Praying can be a luxury

Praying can be a luxury

Conditions highly suggest that a law "Prayer for all" be made, taking the current scenario in notice where women have to fight to worship. Gone are the times of the Vedic age where women participated as equal partners in all the rituals, it is now a time when they have to fight to be able to pray. Last year after a lot of struggle women were allowed into the premises of Shani Shingnapur Temple in Maharashtra. Recently, the Supreme Court of India in its landmark judgement legalised everybody's entry in Sabarimala Temple.

Girls and women of menstruating age - 10 - 50years - are not allowed in the premises of the Sarimala shrine, a temple which houses Lord Ayyapan.

The Supreme Court called the ban a representation of gender discrimination and ordered a judgement against it. The said ban has statutory backing in Rule 3(b) of the Kerala Hindu Places of Public Worship (Authorisation of Entry) Rules, 1965.

The bench headed by Chief Justice Dipak Misra along with Justices RF Nariman, AM Khanwilkar, and Indu Malhotra said, "The right to enter a temple is not dependent on a legislation. It is the constitutional right."
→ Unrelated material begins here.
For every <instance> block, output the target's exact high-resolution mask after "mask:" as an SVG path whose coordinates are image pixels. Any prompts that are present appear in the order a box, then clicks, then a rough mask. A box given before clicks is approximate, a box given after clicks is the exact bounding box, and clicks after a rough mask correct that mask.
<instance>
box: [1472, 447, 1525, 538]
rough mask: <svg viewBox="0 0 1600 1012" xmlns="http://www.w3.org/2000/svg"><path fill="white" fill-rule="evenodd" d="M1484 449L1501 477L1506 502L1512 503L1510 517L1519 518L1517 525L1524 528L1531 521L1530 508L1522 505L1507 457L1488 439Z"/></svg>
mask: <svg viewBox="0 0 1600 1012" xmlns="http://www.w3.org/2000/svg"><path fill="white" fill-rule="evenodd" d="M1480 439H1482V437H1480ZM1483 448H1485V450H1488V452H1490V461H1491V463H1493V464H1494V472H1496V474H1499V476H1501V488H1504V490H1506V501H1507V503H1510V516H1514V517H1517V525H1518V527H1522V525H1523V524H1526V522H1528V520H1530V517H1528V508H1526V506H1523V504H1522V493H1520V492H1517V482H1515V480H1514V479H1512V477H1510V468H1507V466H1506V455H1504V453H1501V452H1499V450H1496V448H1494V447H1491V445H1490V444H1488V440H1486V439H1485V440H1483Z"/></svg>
According to an article by NDTV, "Every woman is also the creation of God and why should there be discrimination against them in employment or worship," said Justice DY Chandrachud, who was part of the five-judge constitutional bench that was hearing the case.

In October last year, the top court referred the issue to a Constitution bench, framing five "significant" questions. The main question was whether the traditional ban amounts to discrimination against women and violates their fundamental rights under the Constitution.

But this is not the win we all aim for, there are still a lot of places of worship in the country where women are not allowed to enter the premises of the temple, as it is considered that they might disrupt the whole pious process.

Located on the west coast of Mumbai, Haji Ali Dargah restricts entry of women. The reason stated by the trustees of the Haji Ali Dargah to the Bombay High court was that: "The trustees are unanimous on the point that entry of women in close proximity of a grave of male Muslim saint is a grievous sin as per Islam and as such governed by Constitution law and particularly Article 26 of the Constitution, which confers upon the Trust a fundamental right to manage its own affairs of religion and as such interference is uncalled for by any third agency."

Entry to the inner sanctum is restricted to women since June 2012. Similar rules have been laid down for women in Nizamuddin Dargah, Delhi. Lord Kartikeya Temple in Rajasthan boasts of a myth that claims to curse any women who enter the premise as they worship the celibate form of the lord. Ranakpur Temple comes with a lot of regulations for the women visiting, with days and outfits deciding their entry.

The recent judgment of the Supreme Court is a welcome move to end discrimination against women in places of worship.